Элевайз постаралась успокоить девушку:

– Все это естественно в таких обстоятельствах.

Калиста устремила на аббатису благодарный взгляд.

– Я знала, что вы поймете. Но теперь все изменилось. Она больше не зовет меня. Она счастлива. Она поступила так, как хотела, и теперь ушла от меня. – Это было сказано без всякой жалости к себе. – И это значит, аббатиса, – о, это так чудесно! – это значит, я снова могу быть собой. И я готова.
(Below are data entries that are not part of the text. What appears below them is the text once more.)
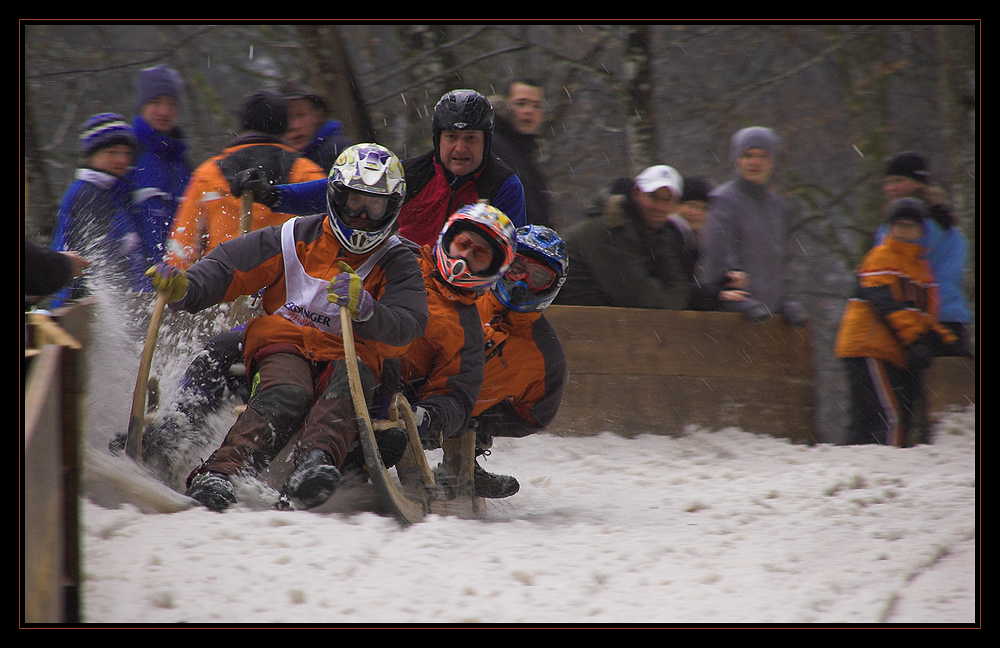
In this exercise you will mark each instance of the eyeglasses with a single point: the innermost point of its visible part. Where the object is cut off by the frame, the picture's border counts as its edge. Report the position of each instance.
(479, 253)
(531, 272)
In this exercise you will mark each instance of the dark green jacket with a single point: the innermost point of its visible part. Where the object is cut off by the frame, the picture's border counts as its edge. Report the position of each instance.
(617, 261)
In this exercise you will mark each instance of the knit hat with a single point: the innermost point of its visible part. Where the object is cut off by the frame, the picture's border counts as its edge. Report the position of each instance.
(265, 112)
(157, 81)
(696, 188)
(105, 129)
(753, 137)
(909, 209)
(292, 90)
(657, 177)
(908, 164)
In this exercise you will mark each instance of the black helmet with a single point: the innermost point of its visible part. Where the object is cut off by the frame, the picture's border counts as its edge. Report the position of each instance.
(463, 110)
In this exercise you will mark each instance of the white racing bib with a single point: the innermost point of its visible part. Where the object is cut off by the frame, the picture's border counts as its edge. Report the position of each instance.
(306, 302)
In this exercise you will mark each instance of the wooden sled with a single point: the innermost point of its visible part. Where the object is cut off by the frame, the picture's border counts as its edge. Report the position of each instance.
(413, 493)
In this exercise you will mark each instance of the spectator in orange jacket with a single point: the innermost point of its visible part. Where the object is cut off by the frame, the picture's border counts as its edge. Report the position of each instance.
(210, 213)
(889, 332)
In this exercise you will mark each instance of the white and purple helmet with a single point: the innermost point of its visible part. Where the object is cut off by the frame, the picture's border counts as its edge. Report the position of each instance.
(375, 172)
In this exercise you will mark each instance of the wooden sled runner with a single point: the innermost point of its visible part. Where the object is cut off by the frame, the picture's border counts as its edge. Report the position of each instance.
(413, 493)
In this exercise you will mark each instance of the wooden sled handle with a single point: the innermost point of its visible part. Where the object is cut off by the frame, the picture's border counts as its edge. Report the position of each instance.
(353, 373)
(137, 420)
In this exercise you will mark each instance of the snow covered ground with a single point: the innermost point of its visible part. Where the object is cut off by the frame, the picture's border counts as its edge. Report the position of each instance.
(715, 527)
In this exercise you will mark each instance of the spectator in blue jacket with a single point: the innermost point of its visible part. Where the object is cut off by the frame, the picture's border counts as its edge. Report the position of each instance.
(97, 217)
(311, 131)
(161, 171)
(907, 175)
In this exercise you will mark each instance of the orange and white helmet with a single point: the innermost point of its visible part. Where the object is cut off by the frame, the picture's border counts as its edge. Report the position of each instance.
(492, 225)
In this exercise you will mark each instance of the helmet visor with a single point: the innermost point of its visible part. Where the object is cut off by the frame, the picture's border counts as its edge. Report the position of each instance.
(531, 272)
(361, 210)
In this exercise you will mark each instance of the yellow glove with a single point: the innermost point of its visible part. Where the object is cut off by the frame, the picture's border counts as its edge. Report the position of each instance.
(168, 280)
(348, 291)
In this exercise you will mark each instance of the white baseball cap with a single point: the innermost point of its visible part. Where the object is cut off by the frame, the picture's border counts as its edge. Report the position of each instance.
(657, 177)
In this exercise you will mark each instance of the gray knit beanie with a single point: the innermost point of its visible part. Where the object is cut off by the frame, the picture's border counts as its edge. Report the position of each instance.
(156, 81)
(753, 137)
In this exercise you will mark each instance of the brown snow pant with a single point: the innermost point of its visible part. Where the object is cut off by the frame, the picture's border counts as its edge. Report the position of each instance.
(291, 393)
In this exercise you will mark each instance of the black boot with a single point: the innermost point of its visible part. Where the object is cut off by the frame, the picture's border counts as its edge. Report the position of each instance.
(212, 489)
(313, 480)
(490, 485)
(493, 486)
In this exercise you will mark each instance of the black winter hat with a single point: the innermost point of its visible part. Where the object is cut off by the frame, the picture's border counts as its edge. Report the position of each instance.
(908, 164)
(265, 112)
(696, 188)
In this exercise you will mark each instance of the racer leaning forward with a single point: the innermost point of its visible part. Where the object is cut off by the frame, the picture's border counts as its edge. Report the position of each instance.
(309, 268)
(525, 372)
(460, 170)
(442, 371)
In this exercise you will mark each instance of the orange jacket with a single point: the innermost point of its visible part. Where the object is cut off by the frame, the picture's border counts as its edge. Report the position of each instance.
(525, 371)
(445, 366)
(896, 305)
(254, 262)
(209, 214)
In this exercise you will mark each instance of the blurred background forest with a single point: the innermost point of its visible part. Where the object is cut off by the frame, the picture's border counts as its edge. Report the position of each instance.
(620, 97)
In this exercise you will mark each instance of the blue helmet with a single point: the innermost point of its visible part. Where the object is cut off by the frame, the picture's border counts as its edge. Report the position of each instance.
(376, 174)
(516, 290)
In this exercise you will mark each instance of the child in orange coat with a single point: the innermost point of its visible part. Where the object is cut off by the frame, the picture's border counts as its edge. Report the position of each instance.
(889, 332)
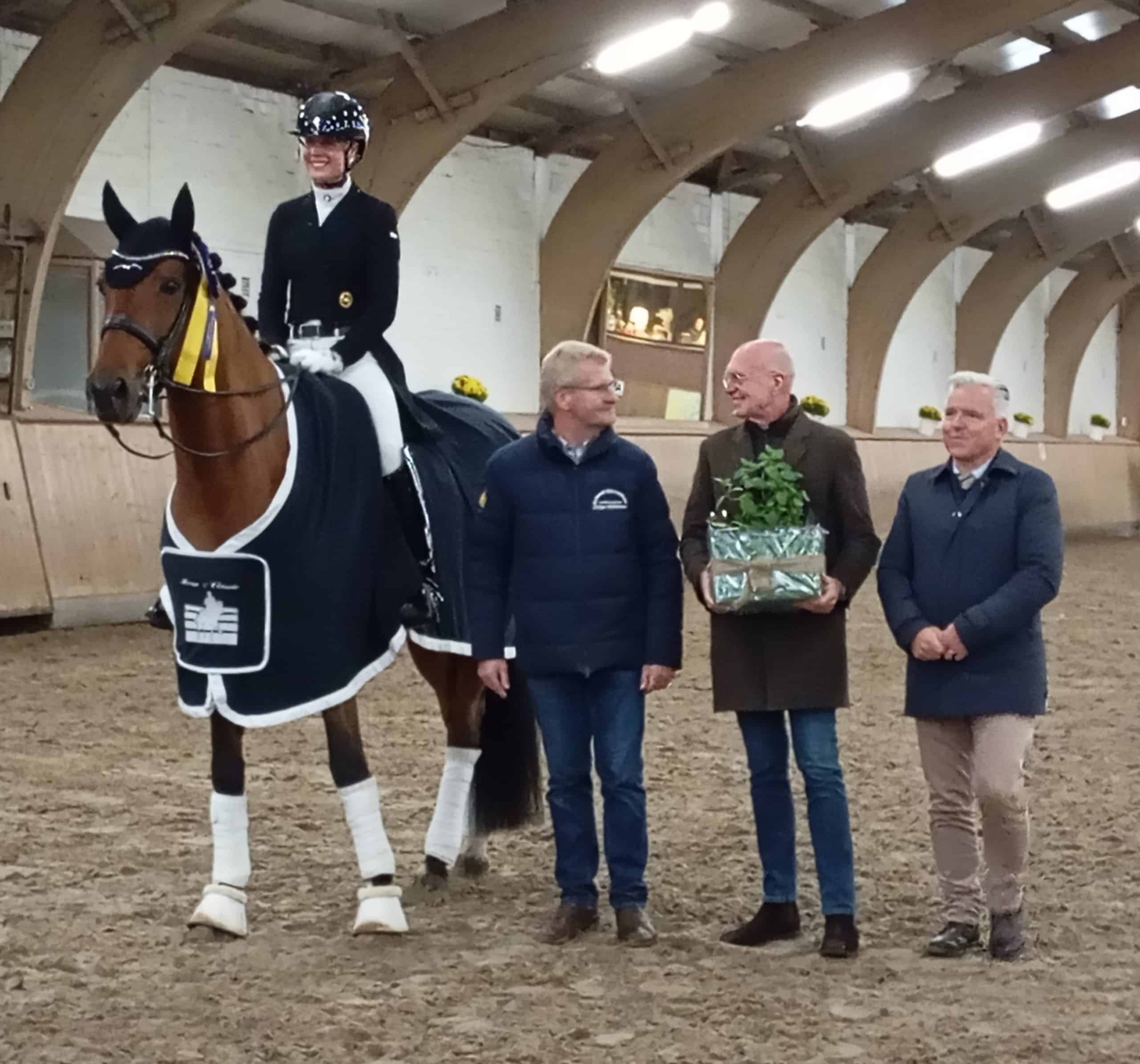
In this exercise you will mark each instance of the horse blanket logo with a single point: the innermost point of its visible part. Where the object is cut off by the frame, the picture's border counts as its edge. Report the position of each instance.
(211, 623)
(296, 613)
(611, 499)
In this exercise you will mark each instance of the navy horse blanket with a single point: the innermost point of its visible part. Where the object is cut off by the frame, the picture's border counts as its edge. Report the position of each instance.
(294, 614)
(448, 470)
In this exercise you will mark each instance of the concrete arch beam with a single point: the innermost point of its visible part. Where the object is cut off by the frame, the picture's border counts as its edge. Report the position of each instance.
(695, 126)
(1018, 266)
(908, 255)
(784, 225)
(57, 109)
(1075, 318)
(478, 69)
(1128, 362)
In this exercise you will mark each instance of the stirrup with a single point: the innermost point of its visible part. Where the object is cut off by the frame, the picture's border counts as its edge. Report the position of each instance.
(424, 607)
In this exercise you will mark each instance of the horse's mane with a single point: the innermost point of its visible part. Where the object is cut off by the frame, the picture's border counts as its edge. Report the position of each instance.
(229, 282)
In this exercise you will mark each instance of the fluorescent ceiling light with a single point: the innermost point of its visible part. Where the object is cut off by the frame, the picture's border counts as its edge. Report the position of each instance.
(1095, 185)
(642, 47)
(711, 17)
(1121, 102)
(989, 150)
(659, 40)
(844, 106)
(1087, 25)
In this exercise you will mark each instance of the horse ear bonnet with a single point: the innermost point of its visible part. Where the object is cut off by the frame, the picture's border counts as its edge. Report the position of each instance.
(144, 245)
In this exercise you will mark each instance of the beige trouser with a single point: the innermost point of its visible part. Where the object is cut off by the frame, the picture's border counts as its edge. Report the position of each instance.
(968, 762)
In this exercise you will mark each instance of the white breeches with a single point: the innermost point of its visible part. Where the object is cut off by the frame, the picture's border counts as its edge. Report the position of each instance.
(316, 354)
(366, 377)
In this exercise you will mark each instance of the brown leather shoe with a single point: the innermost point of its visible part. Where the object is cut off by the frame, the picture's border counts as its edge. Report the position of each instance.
(568, 922)
(635, 928)
(773, 921)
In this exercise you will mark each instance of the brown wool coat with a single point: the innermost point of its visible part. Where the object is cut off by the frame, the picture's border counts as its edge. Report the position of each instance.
(795, 660)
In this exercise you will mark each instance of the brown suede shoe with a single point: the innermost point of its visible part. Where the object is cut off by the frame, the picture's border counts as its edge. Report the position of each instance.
(568, 922)
(773, 921)
(635, 928)
(841, 937)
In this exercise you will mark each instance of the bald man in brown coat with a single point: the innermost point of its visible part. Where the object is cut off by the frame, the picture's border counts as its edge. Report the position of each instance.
(787, 672)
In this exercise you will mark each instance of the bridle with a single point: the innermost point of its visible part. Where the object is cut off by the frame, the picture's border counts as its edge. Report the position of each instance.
(158, 378)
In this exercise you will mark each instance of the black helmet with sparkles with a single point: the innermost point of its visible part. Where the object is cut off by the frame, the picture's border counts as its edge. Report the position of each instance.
(333, 114)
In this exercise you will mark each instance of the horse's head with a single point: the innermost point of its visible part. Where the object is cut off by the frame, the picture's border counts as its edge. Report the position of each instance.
(149, 282)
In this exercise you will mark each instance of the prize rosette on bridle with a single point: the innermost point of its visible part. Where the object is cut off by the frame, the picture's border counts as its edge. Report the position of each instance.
(764, 556)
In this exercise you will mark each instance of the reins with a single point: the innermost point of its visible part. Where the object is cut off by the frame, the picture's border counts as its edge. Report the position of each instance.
(158, 379)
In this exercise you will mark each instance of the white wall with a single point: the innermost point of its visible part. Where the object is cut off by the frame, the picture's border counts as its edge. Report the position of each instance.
(1095, 391)
(471, 237)
(921, 354)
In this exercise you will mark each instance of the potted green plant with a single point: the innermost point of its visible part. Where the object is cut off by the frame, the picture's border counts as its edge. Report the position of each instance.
(929, 419)
(1022, 424)
(815, 406)
(764, 554)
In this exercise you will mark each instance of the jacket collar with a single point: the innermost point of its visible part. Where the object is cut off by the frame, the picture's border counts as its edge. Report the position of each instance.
(795, 445)
(549, 440)
(1004, 462)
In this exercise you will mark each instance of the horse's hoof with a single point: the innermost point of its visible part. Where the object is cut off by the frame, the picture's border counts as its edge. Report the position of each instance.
(221, 908)
(473, 868)
(380, 912)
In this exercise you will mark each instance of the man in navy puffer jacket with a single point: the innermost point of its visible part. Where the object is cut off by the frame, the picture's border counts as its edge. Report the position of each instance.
(574, 540)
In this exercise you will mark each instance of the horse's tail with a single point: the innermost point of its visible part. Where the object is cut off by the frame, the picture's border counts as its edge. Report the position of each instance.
(508, 785)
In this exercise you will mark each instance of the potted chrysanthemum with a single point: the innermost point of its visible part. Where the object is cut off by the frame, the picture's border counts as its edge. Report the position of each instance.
(815, 406)
(1022, 424)
(470, 387)
(929, 419)
(765, 554)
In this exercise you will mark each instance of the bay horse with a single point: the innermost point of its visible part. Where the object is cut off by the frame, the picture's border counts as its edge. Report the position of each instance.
(256, 446)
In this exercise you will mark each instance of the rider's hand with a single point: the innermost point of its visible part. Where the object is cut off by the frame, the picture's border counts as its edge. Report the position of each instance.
(495, 676)
(316, 359)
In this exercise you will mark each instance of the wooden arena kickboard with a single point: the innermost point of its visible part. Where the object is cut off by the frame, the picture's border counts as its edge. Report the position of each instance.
(98, 509)
(23, 584)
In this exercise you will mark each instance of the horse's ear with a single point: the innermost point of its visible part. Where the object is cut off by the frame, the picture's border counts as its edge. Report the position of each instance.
(182, 217)
(119, 219)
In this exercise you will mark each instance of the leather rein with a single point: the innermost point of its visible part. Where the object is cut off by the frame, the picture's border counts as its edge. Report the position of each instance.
(157, 379)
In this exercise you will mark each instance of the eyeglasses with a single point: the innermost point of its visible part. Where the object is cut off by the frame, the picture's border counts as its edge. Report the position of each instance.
(617, 387)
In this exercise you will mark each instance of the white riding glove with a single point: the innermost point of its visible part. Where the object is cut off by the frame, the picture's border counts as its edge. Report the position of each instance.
(316, 355)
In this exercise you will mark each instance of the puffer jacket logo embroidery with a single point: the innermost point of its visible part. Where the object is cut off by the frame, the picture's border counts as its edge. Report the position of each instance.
(611, 499)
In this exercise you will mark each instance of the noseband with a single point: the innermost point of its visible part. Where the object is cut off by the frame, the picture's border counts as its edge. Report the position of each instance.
(158, 379)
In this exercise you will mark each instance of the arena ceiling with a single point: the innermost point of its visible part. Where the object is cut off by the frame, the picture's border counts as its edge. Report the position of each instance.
(721, 111)
(299, 46)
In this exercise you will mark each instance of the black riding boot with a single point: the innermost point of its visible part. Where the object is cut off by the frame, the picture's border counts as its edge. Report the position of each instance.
(402, 489)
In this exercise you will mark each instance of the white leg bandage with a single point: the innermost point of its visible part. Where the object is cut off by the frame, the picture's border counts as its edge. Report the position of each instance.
(445, 836)
(362, 811)
(366, 377)
(231, 823)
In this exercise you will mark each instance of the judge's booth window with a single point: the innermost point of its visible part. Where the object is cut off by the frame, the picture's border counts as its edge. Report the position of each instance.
(657, 329)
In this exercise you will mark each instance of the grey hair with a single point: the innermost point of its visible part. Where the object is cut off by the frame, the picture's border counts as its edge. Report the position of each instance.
(561, 365)
(998, 390)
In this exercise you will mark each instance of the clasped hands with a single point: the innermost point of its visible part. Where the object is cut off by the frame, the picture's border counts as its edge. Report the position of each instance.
(822, 603)
(935, 644)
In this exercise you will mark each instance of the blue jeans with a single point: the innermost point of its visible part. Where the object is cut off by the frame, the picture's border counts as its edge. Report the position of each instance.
(607, 709)
(817, 746)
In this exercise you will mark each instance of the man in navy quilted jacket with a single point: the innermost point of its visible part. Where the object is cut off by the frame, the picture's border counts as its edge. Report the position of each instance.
(574, 541)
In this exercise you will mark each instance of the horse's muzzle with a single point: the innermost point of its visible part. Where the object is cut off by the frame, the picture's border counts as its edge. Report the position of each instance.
(114, 397)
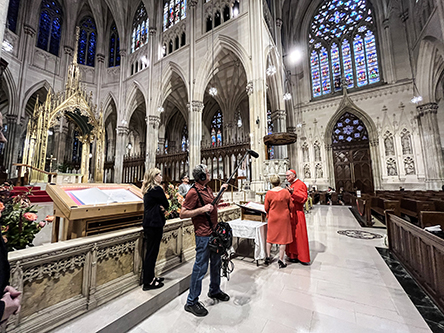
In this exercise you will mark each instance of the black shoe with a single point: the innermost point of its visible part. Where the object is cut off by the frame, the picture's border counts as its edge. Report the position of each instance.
(281, 264)
(154, 285)
(221, 296)
(196, 309)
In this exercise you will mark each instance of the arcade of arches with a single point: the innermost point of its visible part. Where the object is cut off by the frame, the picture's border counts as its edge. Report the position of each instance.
(185, 82)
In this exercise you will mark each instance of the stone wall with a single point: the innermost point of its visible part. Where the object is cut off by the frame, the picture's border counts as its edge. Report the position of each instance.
(63, 280)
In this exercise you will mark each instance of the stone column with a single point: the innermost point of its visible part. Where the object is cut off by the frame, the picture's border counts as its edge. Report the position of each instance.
(152, 123)
(27, 59)
(11, 136)
(256, 90)
(431, 144)
(279, 118)
(195, 132)
(99, 75)
(122, 137)
(3, 16)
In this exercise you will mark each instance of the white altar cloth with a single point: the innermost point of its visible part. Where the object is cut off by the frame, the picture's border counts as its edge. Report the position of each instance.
(251, 230)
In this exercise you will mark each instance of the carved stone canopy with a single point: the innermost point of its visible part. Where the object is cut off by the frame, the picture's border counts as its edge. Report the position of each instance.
(280, 139)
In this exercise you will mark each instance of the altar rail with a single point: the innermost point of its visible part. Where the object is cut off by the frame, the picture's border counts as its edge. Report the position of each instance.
(63, 280)
(421, 253)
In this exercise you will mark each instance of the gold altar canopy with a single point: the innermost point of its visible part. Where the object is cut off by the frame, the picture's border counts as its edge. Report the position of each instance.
(74, 103)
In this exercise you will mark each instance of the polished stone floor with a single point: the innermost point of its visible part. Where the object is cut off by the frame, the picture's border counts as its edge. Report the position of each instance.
(348, 288)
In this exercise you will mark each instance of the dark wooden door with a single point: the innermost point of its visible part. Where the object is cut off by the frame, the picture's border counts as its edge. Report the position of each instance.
(353, 169)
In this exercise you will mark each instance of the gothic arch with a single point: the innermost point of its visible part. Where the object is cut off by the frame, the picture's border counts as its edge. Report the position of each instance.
(204, 76)
(11, 90)
(348, 106)
(275, 89)
(430, 67)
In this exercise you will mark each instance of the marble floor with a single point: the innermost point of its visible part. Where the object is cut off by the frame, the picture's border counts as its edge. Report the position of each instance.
(348, 288)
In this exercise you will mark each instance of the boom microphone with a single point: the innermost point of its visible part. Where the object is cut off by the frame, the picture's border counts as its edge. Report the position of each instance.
(252, 153)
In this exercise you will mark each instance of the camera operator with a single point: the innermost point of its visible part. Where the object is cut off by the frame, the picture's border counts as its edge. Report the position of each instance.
(192, 208)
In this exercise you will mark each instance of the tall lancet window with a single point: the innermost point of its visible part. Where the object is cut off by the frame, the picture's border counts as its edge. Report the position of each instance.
(342, 44)
(87, 42)
(140, 28)
(184, 138)
(216, 129)
(13, 9)
(173, 12)
(114, 47)
(50, 26)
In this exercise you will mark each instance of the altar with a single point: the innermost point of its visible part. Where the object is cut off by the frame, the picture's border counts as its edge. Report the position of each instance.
(90, 209)
(252, 230)
(68, 178)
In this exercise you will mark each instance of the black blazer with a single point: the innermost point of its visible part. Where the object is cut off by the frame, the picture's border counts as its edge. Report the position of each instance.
(152, 200)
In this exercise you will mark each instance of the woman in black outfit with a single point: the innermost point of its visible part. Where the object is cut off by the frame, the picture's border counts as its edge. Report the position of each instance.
(155, 204)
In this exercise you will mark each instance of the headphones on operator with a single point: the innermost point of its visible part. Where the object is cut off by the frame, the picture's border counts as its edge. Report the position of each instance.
(202, 174)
Мысленно Элевайз повторила про себя эту маленькую речь, произнесенную в спешке, на одном дыхании. Готова. Означает ли это, что она готова принять обеты? Аббатиса подняла глаза на сияющее, необычайно красивое лицо, ставшее еще прекраснее, когда исчезли беспокойство и неопределенность.

«Да, ты готова, – подумала Элевайз. – Готова с Божьей помощью стать очень хорошей монахиней».

Она встала, обошла стол, чтобы оказаться рядом с Калистой, которая, ясно понимая важность момента, опустилась на колени.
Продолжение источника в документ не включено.